[Dshield] Secure computing (was: Port 135)
jlauro at umflint.edu
Tue Oct 29 04:28:08 GMT 2002
Just adding my ramblings as someone from another academic
> We've had 20 years of no laws but rather consent standards with no
> and few firewalls installed on a voluntary basis -- and look where
Almost all, if not all firewalls have been installed on a voluntary
basis, and it has been far more then a few...
> Clearly the time for that experiment has runs its course.
It is far from over. There will be plenty of new applications and
services for the internet that haven't even been dreamed about yet.
That is why many educational institutions don't like firewalls or run
them default open instead of default closed. Here I run several
firewalls with different levels of protections to/from different nets.
I have better things to do then constantly determining what ports to
open for the latest experiment on the net. Most of our servers are
blocked for very limited incoming traffic (and more importantly
outgoing traffic such that a compromised machine is useless).

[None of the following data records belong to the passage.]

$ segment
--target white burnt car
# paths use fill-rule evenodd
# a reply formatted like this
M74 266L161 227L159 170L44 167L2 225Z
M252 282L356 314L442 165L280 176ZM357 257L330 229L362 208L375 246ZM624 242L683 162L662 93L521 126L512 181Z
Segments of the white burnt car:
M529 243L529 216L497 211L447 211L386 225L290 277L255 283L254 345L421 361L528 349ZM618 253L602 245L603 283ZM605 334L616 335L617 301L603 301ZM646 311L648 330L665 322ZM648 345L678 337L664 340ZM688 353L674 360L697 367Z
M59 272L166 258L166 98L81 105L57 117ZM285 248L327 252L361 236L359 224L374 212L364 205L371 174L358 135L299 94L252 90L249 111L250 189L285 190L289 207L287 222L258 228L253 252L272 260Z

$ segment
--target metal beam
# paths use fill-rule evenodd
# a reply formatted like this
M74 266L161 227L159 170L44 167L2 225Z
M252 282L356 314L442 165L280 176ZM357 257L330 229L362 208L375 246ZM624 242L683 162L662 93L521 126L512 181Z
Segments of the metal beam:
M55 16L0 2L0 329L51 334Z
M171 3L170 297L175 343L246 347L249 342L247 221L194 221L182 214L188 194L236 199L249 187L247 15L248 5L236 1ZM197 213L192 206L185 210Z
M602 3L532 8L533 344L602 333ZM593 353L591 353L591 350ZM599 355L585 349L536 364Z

However, most end-users only have the standard incoming trouble ports
(www, telnet, ssh, ftp, etc) blocked unless they request them open.
If no OS ships with it on by default, we rarely block it on user nets.
> People are trying to use the Internet in production, but in reality
> Internet is just in beta test with organizations playing around
> little they can do (and by "organizations" I mean organizations, not
> simply academic organizations).
How little??? That's a cynical point of view... Many people from
academic organizations look at it as how much they can do. They do
not want to be "limited" by a firewall. It's a subtle philosophical
difference, but a very important one. If you want to change anyone's
position on the matter, it helps if you first understand their point
of view. Although spending as few resources on it is sometimes a
factor for academic organizations, it's rarely the main one why
firewalls are avoided by many in academia.
There is little you can't block with host based filter rules, and
access lists in a router (which some would argue is a firewall). That
said, personally I find it far easier to have a firewall already in
place, with better support for logging, and generally easier to make
live changes to...
If your real goal is to get junk packets and hackers off the net, then
firewalls might not be your best bet anyways. Your time might be
better spent recommending passive IDS. It may not instantly block the
abusers, but it also does not go so sharply against academic freedom.
In many ways it can be better then firewalls in terms of protecting
the internet from a sites users, assuming it's configured right and
the logs are checked... A hacker stuck behind a firewall quickly
figures out how to get around it, and one wide open is more likely to
just create more log "evidence" on the IDS of their questionable
> > We trust that our machines are
> > patched and as secure as we can make them (but still
> > operational).
> The new security patches you applied last week -- they weren't on
> weeks ago were they.
> So two weeks ago your system wasn't secure was it.
> The basic principle of security is defense in depth. Do not depend
> one thing because an attacker can defeat it unexpectedly, and be in,
> you won't have any chance of stopping them.
Here is one option... assuming you know he is in...
Unplug the network cable.... :)
Here is one thing to think about as a reason not to use a firewall...
Your entire network becomes one big honey pot. If you have any holes
in your servers, the hackers on the internet will find them for you.
A hack from the outside will often be easier to detect and less likely
to alter sensitive data, compared to if someone internally hacks you.
With thousands of students potentially wanting to hack your system
from within, you can harden your servers better by just running them
without a firewall to your network. (I am not recommending this, just
throwing it out as something to think about).